Public interest in Fido grew during his life. Italian magazines Gente and Grand Hotel published the story of the dog, which also appeared in several newsreels of the Istituto Luce. Many readers were struck by the extraordinary faithfulness of Fido, including the mayor of Borgo San Lorenzo, who, on November 9, 1957, awarded him a gold medal in the presence of many citizens including Soriani's moved widow. Time magazine wrote an article about Fido in April 1957.

==Death and legacy==
Fido died still waiting for his master on 9 June 1958. The news of his death was announced to the public by the newspaper on a four-column front-page story in La Nazione. On 22 June, La Domenica del Corriere commemorated Fido with a poignant cover story. The cover painting by Walter Molino shows Fido dying on the roadside, with the bus waiting in the background. Fido was buried outside the cemetery of Luco di Mugello beside his master, Carlo Soriani.

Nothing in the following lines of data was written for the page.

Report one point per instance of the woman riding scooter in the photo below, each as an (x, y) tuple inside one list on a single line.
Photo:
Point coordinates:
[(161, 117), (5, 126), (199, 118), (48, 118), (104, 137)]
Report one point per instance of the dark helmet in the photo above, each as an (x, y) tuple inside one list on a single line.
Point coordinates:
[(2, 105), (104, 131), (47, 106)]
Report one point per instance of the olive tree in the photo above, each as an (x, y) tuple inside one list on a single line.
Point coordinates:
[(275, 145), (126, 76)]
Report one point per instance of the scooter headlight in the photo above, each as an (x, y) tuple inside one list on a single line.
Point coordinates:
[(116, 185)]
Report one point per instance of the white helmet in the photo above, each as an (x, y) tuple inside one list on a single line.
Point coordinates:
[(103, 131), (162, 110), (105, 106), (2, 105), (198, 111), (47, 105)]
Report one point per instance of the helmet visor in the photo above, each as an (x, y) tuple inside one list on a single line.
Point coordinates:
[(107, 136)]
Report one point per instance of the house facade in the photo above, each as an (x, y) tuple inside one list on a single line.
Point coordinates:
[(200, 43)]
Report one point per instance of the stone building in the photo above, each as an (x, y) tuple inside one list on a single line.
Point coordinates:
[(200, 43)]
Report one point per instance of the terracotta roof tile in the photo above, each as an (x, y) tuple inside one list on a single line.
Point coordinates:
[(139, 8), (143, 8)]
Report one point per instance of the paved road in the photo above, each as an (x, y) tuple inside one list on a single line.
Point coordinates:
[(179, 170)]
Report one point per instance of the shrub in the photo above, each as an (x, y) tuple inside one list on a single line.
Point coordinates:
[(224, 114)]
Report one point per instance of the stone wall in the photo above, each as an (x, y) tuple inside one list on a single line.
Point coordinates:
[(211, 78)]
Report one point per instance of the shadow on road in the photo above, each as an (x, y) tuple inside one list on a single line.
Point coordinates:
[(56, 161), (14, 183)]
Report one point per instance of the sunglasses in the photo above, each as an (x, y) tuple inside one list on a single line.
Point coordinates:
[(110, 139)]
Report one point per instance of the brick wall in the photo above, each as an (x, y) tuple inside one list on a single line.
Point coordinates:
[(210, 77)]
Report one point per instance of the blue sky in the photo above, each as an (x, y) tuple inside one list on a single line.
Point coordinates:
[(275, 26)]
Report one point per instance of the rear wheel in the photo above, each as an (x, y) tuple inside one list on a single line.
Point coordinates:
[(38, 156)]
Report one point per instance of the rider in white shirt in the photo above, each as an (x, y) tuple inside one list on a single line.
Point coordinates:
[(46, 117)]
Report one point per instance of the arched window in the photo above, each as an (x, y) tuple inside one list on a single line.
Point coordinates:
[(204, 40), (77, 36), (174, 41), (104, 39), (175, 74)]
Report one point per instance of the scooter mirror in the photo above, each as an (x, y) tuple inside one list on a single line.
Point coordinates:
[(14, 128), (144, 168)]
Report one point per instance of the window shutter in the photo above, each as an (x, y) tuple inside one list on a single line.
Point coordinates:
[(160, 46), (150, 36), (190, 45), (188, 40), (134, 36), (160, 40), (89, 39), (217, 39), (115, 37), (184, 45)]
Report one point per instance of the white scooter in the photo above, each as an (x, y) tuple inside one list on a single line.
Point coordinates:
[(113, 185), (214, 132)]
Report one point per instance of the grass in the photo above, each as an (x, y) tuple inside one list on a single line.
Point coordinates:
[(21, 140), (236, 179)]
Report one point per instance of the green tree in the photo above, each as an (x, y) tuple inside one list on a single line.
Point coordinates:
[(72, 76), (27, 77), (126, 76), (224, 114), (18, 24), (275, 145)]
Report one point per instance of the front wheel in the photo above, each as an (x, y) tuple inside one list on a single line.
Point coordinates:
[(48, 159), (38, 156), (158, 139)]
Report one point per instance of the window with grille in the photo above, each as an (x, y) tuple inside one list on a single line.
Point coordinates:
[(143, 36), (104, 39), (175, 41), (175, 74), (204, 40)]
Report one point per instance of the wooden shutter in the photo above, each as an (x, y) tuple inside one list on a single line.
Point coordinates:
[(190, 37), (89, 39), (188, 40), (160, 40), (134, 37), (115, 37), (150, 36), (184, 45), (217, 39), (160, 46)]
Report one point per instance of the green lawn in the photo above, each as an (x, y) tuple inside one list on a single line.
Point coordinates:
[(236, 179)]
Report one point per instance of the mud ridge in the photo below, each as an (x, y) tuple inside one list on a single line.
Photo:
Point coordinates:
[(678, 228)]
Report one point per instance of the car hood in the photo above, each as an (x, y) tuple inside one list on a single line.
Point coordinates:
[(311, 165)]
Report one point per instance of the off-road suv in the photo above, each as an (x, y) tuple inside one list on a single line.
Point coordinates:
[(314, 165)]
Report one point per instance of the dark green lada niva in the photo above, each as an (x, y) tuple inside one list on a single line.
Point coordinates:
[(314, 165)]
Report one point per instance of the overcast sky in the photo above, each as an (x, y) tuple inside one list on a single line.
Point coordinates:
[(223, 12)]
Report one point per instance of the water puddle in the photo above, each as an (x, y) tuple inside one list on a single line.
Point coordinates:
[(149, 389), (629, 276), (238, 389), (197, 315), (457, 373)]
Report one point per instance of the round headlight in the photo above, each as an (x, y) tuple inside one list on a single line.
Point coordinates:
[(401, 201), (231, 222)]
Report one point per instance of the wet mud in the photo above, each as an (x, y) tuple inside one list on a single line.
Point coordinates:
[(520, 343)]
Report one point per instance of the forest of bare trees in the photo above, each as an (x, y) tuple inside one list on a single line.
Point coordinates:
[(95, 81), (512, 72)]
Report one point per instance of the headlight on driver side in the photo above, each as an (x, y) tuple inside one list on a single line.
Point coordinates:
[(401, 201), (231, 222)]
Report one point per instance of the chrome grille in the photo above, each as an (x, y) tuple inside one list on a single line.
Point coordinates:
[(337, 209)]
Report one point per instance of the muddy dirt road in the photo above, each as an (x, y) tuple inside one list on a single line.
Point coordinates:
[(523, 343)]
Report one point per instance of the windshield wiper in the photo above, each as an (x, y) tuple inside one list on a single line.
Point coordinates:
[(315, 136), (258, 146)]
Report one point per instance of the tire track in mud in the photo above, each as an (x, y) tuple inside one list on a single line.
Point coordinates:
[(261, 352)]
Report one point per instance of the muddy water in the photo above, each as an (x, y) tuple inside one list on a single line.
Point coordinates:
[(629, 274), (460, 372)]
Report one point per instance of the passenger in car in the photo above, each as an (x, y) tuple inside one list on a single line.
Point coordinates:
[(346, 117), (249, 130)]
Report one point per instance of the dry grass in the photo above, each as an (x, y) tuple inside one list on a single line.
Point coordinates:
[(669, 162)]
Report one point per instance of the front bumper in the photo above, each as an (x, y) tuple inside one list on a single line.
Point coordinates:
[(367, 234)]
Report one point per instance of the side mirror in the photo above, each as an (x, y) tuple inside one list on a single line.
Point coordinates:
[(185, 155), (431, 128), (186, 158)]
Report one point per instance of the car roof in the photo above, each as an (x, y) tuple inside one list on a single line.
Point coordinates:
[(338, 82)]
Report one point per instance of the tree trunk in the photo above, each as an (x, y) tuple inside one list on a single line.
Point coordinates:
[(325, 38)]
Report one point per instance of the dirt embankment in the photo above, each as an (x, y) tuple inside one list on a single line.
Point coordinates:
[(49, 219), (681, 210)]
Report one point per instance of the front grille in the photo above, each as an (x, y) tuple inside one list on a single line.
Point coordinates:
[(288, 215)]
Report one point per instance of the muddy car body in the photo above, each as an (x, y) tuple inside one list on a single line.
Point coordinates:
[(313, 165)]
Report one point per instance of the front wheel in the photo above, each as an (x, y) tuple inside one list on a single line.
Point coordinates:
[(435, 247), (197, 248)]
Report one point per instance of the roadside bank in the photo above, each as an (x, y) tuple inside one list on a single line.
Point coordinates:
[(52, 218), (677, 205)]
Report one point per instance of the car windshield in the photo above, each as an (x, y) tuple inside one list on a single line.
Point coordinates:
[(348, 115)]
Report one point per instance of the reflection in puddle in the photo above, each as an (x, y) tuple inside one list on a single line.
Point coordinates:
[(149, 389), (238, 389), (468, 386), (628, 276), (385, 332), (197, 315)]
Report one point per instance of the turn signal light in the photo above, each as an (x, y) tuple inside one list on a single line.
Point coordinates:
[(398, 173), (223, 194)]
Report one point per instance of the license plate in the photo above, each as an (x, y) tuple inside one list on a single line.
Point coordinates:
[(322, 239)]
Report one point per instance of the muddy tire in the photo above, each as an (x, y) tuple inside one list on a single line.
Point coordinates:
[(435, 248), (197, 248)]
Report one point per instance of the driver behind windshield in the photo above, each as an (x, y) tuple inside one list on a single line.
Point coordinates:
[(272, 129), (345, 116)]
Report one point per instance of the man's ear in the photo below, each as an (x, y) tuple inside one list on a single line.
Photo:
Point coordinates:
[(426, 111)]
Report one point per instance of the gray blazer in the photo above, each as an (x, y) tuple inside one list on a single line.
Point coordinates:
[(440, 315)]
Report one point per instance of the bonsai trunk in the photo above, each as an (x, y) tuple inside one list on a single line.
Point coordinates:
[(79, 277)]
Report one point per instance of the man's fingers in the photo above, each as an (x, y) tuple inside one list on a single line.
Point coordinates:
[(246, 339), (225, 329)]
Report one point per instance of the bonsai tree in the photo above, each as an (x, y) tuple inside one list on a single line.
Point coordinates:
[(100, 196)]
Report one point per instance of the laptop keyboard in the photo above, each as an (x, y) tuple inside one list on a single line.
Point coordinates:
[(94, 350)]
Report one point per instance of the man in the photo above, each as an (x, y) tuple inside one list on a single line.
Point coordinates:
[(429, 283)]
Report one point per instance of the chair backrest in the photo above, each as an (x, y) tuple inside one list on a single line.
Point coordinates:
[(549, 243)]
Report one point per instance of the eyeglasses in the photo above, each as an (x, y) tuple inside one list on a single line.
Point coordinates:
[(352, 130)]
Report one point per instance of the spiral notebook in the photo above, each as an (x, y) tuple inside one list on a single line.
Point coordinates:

At the end of 1957, when Fido was still alive, the Comune of Borgo San Lorenzo commissioned the sculptor Salvatore Cipolla to create a monument of the dog as a testimony of that exemplary story of love and fidelity. The work, entitled "Monument to the dog Fido", was placed in Piazza Dante in Borgo San Lorenzo, next to the municipal palace. Under the statue depicting the dog is the dedication: A FIDO, ESEMPIO DI FEDELTÀ (TO FIDO, EXAMPLE OF LOYALTY). The monument was inaugurated by the mayor of Borgo San Lorenzo, in the presence of Fido and Soriani's widow. Originally, the statue was realized in majolica, but a few months after the inauguration some vandals destroyed it. Consequently, the mayor of Borgo San Lorenzo commissioned to Salvatore Cipolla a new statue, this time in bronze, which replaced the first one and that is still today in Piazza Dante.

==Similar stories==

Fido is not the only dog to have become famous for public acts of extreme dedication to an individual person. Other dogs with very similar stories have captured the collective imagination, including the Japanese dog Hachikō, the American Shep, the Indian Waghya and the Scottish Greyfriars Bobby, and the fictional Ancient Greek Argos.